2026年10月期中間期は前期に実行した美容室運営法人3社のM&Aによる店舗数増加が売上収益を牽引(中間期10,780百万円、前年同期比16.8%増)し、営業利益は1,240百万円(同52.5%増)と大幅回復。会計上の見積り変更(耐用年数・リース期間延長)による減価償却費144百万円の減少も利益を押し上げた。
通期予想は売上収益22,897百万円(前期比18.2%増)、営業利益2,400百万円(同47.1%増)で変更なし。外部環境として物価上昇・人件費上昇によるコスト圧力は継続しているが、顧客単価の上昇基調が収益性改善を下支えしている。
成長戦略
FCオーナー育成・地方展開・M&Aの3軸で1,200店超から更なる店舗網拡大を推進
グループ内育成スタイリストをFCオーナーに起用する独自モデルにより、2026年10月期も65店舗純増を計画。フランチャイズ事業の中間期セグメント利益は653百万円(前年同期比18.9%増)と順調に拡大しており、ロイヤリティー収益の積み上げが継続している。
前期に美容室運営法人3社のM&Aを実行し直営事業の売上収益を前年同期比20.6%増に押し上げた実績を踏まえ、外部美容室との資本提携を継続的に拡大。2026年5月にはRIN Beauty株式会社(直営5店舗)を350百万円で完全子会社化し、M&A戦略の継続を確認。

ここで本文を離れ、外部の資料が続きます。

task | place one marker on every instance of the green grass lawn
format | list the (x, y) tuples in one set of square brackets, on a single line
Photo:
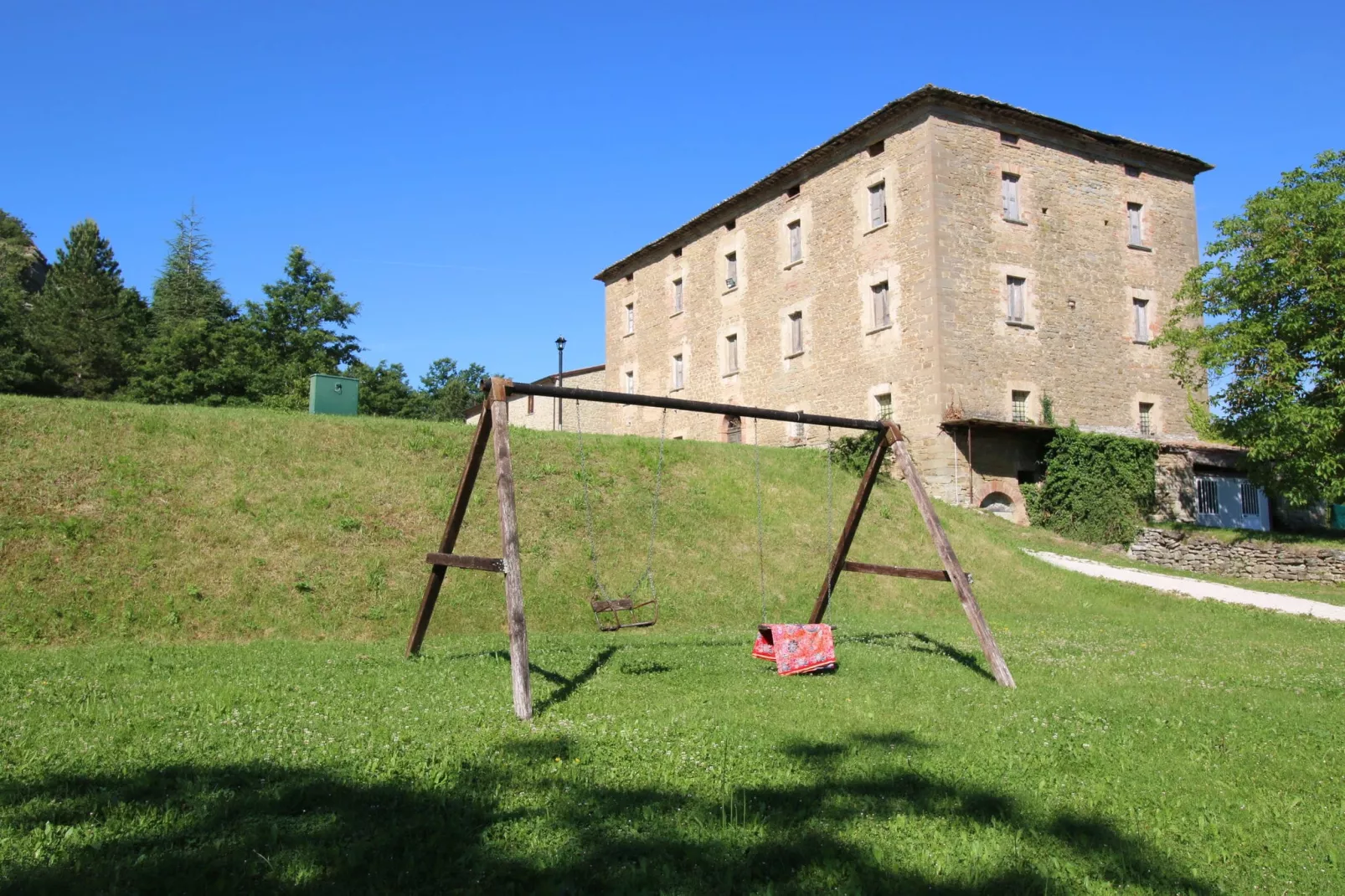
[(202, 687)]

前期まで赤字(2025年10月期中間期セグメント損失20百万円)だった直営美容室運営事業が、2026年10月期中間期にセグメント利益271百万円へ転換。M&A効果による規模拡大と顧客単価の上昇基調(2025年10月期6,171円)が収益改善を牽引しており、通期での黒字定着が期待される。
2026年10月期中間期はフランチャイズ向け・他業種向け売上の減少によりセグメント損失35百万円(前年同期はセグメント利益20百万円)と悪化。フィットネス・デンタル・飲食等の他業種向け外部受注の回復が課題であり、グループ店舗数拡大に伴う内部需要の回復も期待される。